Umm, Hello?

Okay, today is the day Amazon.com gave as their "we'll send you an official email letting you know that your entry qualifies for our Breakthrough Novel Contest" and the chat forums on Amazon are absolutely buzzing.

This is the first day I've actually headed over there. I dislike reading chat forums as a general rule.

As I was browsing, I remembered why I dislike chat forums so much.

One contest entrant went on a rant about the sorry state of the publishing world today and how all the literary agents out there weren't giving the time of day to someone with a, and yes, I'm quoting, "fairly decently written novel".

Umm, hello??

You think you're going to get published with what you yourself admit is a "fairly decently written novel"?

Get real. Grow up. Learn your craft. And for Pete's sake, stop whining that you just want an agent to read your work, see past the amateur blunders (again, I'm not making this up, folks) and say, "Hey, you've got talent. Let me help you."

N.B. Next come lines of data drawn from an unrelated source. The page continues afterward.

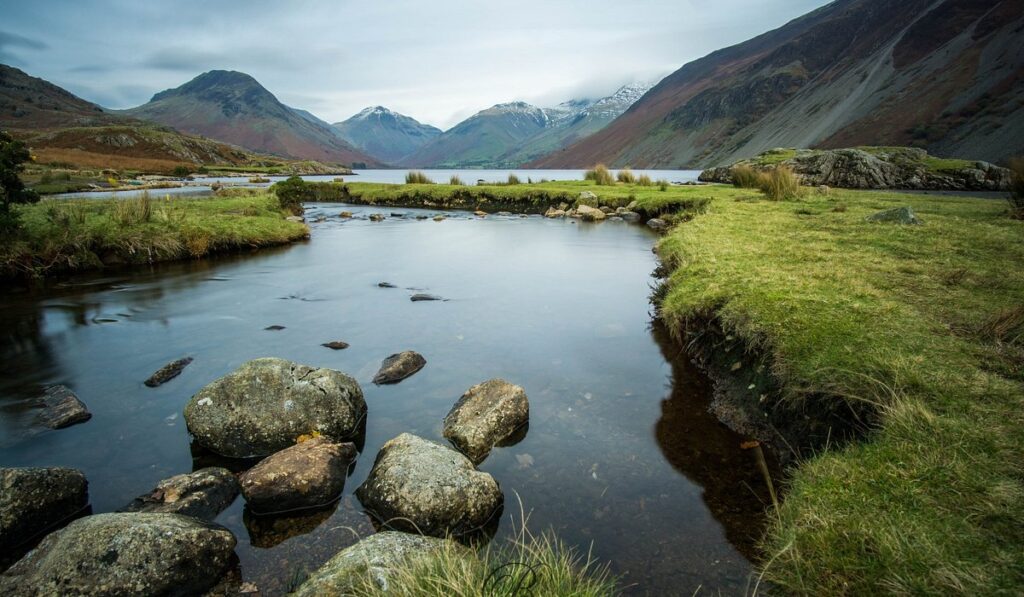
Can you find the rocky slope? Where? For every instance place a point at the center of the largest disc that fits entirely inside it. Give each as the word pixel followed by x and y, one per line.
pixel 943 75
pixel 875 168
pixel 387 135
pixel 233 108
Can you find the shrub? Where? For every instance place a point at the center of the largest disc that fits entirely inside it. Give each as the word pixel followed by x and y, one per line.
pixel 1017 188
pixel 417 177
pixel 600 175
pixel 747 177
pixel 780 184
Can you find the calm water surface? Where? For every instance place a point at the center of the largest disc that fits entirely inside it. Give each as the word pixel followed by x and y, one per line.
pixel 621 453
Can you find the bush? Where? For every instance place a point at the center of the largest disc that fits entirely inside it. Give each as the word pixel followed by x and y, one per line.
pixel 1017 188
pixel 417 177
pixel 747 177
pixel 780 184
pixel 600 175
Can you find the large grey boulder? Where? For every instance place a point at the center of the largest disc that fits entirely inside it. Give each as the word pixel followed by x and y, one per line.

Go to some writing conferences. Meet some actual agents. Get some sort of feel for the massive scope of your competition and then go back to work.

There are thousands of would-be writers out there, all of whom think their "fairly decently written novel" should be good enough to get on the shelves. A literary agent I spoke with once averaged over 100 new queries/submissions on her desk every week. Do you honestly think that a novel with amateur blunders is worth her time?

Seriously, folks. You don't get to publish a book simply because you want to. You don't get personal time with a literary agent who isn't going to make a dime from you. This is where art meets business. To be successful, you have to master both.

At the moment, if you're proudly clinging to your "fairly decently written novel" and crying about the lack of response from the publishing world, I would say that you have mastered neither.

Learn how to write a tightly-paced page turner, learn how to query, learn which agents handle your genre, find a critique partner who is unafraid to rip your precious baby to shreds where it needs it, rewrite, rewrite, rewrite, and then maybe you'll have something that will make the publishing world sit up and take notice.